Hayden Dingman | March 5, 2014
Over the course of South Park: The Stick of Truth's 12-plus hour running time it throws probably a thousand (or more) jokes at you. Big jokes. Small jokes. Short jokes. Sight gags. Elaborate jokes. Dumb jokes. Offensive jokes. Political satires. Sociological commentaries. Video game commentaries. Commentary commentaries.

Game development is clearly a different beast. Stick of Truth went through one round of delays after another, and while the story is remarkably current for such a troubled game, it mostly relies on your nostalgia for the show.

Set up the ol' favorites and fart 'em down. Al Gore. Chinpokomon. Jesus. Mister Hankey, the Christmas Poo. At one point you'll battle the Penis Mouse. There's no joke, per se. Just a pleading, "Remember the Penis Mouse? Remember how funny that episode was?" Sure I do, South Park. Sure I do. But just showing me something that was funny previously doesn't make it funny again.

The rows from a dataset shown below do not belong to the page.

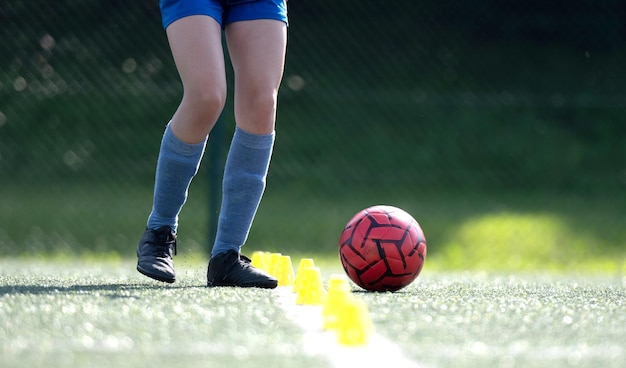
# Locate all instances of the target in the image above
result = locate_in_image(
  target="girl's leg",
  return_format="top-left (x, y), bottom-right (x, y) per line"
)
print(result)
top-left (227, 19), bottom-right (287, 135)
top-left (138, 15), bottom-right (227, 283)
top-left (207, 19), bottom-right (287, 287)
top-left (167, 15), bottom-right (228, 143)
top-left (147, 15), bottom-right (227, 231)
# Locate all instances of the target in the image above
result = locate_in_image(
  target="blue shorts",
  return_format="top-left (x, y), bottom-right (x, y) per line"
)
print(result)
top-left (160, 0), bottom-right (288, 29)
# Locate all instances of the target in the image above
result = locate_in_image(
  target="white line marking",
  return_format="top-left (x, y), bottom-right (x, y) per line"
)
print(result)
top-left (276, 287), bottom-right (426, 368)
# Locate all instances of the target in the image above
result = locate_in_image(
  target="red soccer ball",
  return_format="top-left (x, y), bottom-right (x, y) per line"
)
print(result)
top-left (339, 205), bottom-right (427, 292)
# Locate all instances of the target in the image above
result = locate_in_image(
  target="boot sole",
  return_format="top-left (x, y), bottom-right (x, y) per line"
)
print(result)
top-left (137, 265), bottom-right (176, 284)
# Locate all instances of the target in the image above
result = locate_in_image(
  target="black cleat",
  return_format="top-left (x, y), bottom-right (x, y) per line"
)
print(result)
top-left (136, 227), bottom-right (177, 283)
top-left (207, 250), bottom-right (278, 288)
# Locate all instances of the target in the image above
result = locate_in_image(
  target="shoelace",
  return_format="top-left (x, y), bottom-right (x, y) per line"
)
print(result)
top-left (152, 232), bottom-right (177, 256)
top-left (239, 254), bottom-right (252, 264)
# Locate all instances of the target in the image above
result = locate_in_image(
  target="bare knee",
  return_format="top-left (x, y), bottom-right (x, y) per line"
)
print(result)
top-left (235, 90), bottom-right (278, 133)
top-left (249, 90), bottom-right (278, 120)
top-left (184, 87), bottom-right (227, 122)
top-left (170, 86), bottom-right (227, 143)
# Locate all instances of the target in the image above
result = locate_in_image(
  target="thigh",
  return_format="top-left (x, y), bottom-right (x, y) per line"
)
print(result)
top-left (225, 19), bottom-right (287, 133)
top-left (166, 15), bottom-right (226, 98)
top-left (166, 15), bottom-right (228, 141)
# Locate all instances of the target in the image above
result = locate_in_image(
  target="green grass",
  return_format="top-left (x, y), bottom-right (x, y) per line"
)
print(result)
top-left (0, 259), bottom-right (330, 368)
top-left (1, 183), bottom-right (625, 274)
top-left (1, 259), bottom-right (624, 368)
top-left (253, 188), bottom-right (626, 274)
top-left (362, 272), bottom-right (626, 368)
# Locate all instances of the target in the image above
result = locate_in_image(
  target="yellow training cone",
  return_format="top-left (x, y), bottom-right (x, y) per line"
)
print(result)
top-left (268, 252), bottom-right (282, 277)
top-left (293, 258), bottom-right (315, 293)
top-left (295, 266), bottom-right (326, 305)
top-left (336, 298), bottom-right (374, 346)
top-left (250, 251), bottom-right (270, 272)
top-left (275, 255), bottom-right (296, 287)
top-left (322, 274), bottom-right (352, 330)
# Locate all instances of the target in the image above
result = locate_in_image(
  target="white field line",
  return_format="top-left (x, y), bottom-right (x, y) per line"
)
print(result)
top-left (275, 287), bottom-right (426, 368)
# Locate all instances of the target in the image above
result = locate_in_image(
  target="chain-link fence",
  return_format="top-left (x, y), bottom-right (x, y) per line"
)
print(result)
top-left (1, 1), bottom-right (625, 259)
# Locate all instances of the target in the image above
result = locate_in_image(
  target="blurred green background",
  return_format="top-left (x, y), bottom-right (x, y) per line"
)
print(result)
top-left (1, 0), bottom-right (625, 271)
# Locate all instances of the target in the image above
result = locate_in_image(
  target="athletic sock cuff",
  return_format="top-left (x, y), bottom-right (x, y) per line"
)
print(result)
top-left (234, 126), bottom-right (275, 150)
top-left (164, 122), bottom-right (207, 157)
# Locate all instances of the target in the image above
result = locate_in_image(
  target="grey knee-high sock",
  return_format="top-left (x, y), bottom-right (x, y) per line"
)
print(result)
top-left (147, 123), bottom-right (207, 232)
top-left (211, 127), bottom-right (275, 257)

As I said, Stick of Truth does what's expected of it, and what's expected of it is fan service. I can't fault them for it, but I also don't think the game is that funny as a result. It's a parade of old South Park jokes you've no doubt seen before or assimilated through the cultural hivemind, and only in rare moments will it really surprise you.

The Obsidian half
That being said, I really enjoyed playing the game. The aforementioned aesthetics are part of it — this is undeniably South Park, construction paper and all. But Obsidian did its job well.

Outside of a criminally limited Options menu on the PC (you can change resolution and gamma and...that's it) and some obnoxious screen tearing (no way to enable Vsync) the game even managed to avoid that legendary Obsidian bugginess during my playthrough — though it sounds like the console versions may not be so lucky.

Character customization is endless here. I ran most of the game as a fourth grade David Bowie, with glam makeup and red mullet, but you could just as easily play as a Goth kid or a bearded hobo with mud on his face.

Combat is active turn-based — similar to the Mario & Luigi games, if you've played them. Your attack can be bolstered or hindered by the way you respond to quick-time events in the midst of combat. For instance, during a standard melee attack if you right click at the correct time you'll do a power attack and inflict more damage.

You can also use your "magic" — farts — against enemies. You unlock new farts over the course of the game (through some of the worst tutorial segments I've seen in recent history) and each has its own uses in combat. Nagasaki, for instance, can blow enemies out of the combat arena if used properly.

But any sense of tactical depth is largely unnecessary. Combat is fun, but poorly balanced. You'll always fight alongside one companion, and the two of you combined will easily walk through most fights. By the end I was one-hitting most enemies, and thanks to a handy helmet that let me attack again after KOing an opponent I'd then kill every single enemy in my first turn.